The way I have discovered this issue was when phasing a cohort where by mistake a significant number of variants (significant in absolute terms while very small in relative terms) had very high levels of missingness, possibly greater than 50%. When I run a PCA together with genotypes from the 1000 Genomes project, we realized all phased samples were shifted compared to 1000 Genomes project samples. Upon inspection, the PCA shift was mostly driven by variants with mostly missing genotypes before phasing and for which the minor allele was the reference allele.
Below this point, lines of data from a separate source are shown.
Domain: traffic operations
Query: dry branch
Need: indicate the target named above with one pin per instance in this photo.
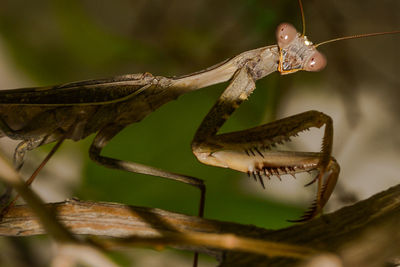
(341, 232)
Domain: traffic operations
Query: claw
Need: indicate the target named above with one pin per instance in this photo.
(324, 192)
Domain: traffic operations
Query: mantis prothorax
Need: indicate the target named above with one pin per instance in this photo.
(39, 116)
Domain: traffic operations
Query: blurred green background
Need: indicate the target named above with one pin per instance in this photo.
(59, 41)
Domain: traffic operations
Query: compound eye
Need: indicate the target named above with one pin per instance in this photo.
(285, 33)
(316, 62)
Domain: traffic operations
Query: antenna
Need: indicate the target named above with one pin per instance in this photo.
(303, 20)
(357, 36)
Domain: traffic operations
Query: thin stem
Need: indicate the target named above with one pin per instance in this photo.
(303, 20)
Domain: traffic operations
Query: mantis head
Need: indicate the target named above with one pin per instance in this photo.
(296, 52)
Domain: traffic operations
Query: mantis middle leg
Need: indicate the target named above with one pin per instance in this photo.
(107, 133)
(249, 151)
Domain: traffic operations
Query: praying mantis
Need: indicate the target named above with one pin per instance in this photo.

It then became clear to me that SHAPEIT4 was filling these missing genotypes with reference alleles, despite this being the minor allele in 1000 Genomes samples, and in the end while 1000 Genomes samples had the reference allele as the minor allele, the phased samples had the alternate allele as the minor allele. This behavior across many variants across the genome caused a significant shift observable in one of the main PCs. I have not observed this problem for variants with small levels of missingness, but I thought it was a weird SHAPEIT4 behavior and the example I provided seems to exactly recapitulate the root issue.